Martin s’ennuie. Ou plutôt sa vie l’ennuie. Sa femme, son fils, son quotidien, il ne trouve de réconfort que dans la littérature et les longues promenades dans la campagne normande en compagnie de son chien. Alors quand un beau jour un couple d’anglais s’installe à côté de chez lui et qu’il apprend qu’ils se nomment Gemma et Charles Bovery, son sang ne fait qu’un tour. Il n’en faut pas plus pour qu’il transpose sur eux ses fantasmes de créateur, entendant bien mettre leur vie en scène comme Flaubert écrivit le destin tragique d’Emma Bovary.

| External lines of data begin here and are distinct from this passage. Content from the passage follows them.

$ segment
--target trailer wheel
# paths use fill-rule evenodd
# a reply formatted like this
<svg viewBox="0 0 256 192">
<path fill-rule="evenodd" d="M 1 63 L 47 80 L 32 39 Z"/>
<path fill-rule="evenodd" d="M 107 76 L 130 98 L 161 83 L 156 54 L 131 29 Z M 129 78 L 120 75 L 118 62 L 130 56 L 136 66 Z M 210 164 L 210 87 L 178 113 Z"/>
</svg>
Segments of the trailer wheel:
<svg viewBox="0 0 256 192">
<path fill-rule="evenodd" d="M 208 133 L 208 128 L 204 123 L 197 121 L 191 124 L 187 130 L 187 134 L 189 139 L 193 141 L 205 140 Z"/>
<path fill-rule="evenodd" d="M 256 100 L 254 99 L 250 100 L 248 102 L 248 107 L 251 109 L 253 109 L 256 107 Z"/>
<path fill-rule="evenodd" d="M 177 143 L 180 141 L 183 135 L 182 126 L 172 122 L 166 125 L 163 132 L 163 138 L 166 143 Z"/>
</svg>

Il est des films que l’on va voir pour le réalisateur, d’autres pour le scénario, et d’autres encore pour la distribution. Gemma Bovery est clairement de ceux-là.
Adapté du roman graphique homonyme, le film met en scène deux acteurs que rien ne destinait à se rencontrer et qui incarnent à merveille les affres que traversent les personnages. Fabrice Luchini, tout en retenu (à sa manière…) a la politesse de ne pas phagocyter ses partenaires, allant même jusqu’à les mettre en avant assez subtilement pour que cela passe inaperçu. Gemma Arterton est quant à elle plus belle que jamais. Caressée par la caméra d’Anne Fontaine qui la sublime à chaque plan, elle traverse le film avec une légèreté déconcertante, incarnant avec autant de talent l’innocence qu’une sensualité à toute épreuve.
Gemma Bovery se présente comme une ballade, une tranche de vie tragi-comique portée par un duo de comédiens jubilatoires dans des domaines tout à fait différents. Si la réalisatrice a le tort de se montrer trop démonstrative, notamment en faisant dire à Luchini qu’il met en scène la vie de Gemma au cas où quelques spectateurs assoupis ou distraits auraient manqué le sens du film, et qu’elle se contente d’illustrer le jeu de ses comédiens tous plus justes les uns que les autres, elle le fait avec une justesse et une grâce qui conviennent parfaitement à un film plus profond qu’il n’en a l’air.
Car si Gemma Arterton illumine l’écran à chacune de ses apparitions, le personnage central du film est bien Martin comme en témoigne la dernière partie de l’histoire. (Attention SPOILER) Davantage préoccupé par la manière dont meurt Gemma Bovery que par sa disparation, il parait presque déçu d’apprendre qu’elle n’est pas morte empoisonnée par de l’arsenic mais étouffé par un morceau de pain (fin du SPOILER). Écrivain frustré ou malade mental, il entend orchestrer pour les autres des vies déjà écrites des dizaines d’années plus tôt, échappant ainsi à une existence morose et intellectuellement ennuyeuse. L’histoire tragique à laquelle nous assistons prend alors une dimension particulière. Martin a-t-il précipité Gemma vers un destin que, inconsciemment ou non, il souhaitait fatal pour coller au roman de Flaubert ? Ou assiste-t-on une succession d’évènements déformés par le prisme de Martin, conteur de l’histoire et projection à peine voilée de la réalisatrice ?
Loin d’être une simple tragédie ponctuée de moments franchement comiques (Martin déclarant à son fils « je préférerai que tu te drogues plutôt que de sortir des conneries pareil »), Gemma Bovery va plus loin dans sa réflexion et nous interroge sur le lien qui unit un créateur, quel que soit le mode d’expression, à ses personnages. C’est dommage qu’il le fasse du bout des lèvres, mais on lui pardonnera d’autant plus facilement que ce sont celles de la belle Gemma Arterton.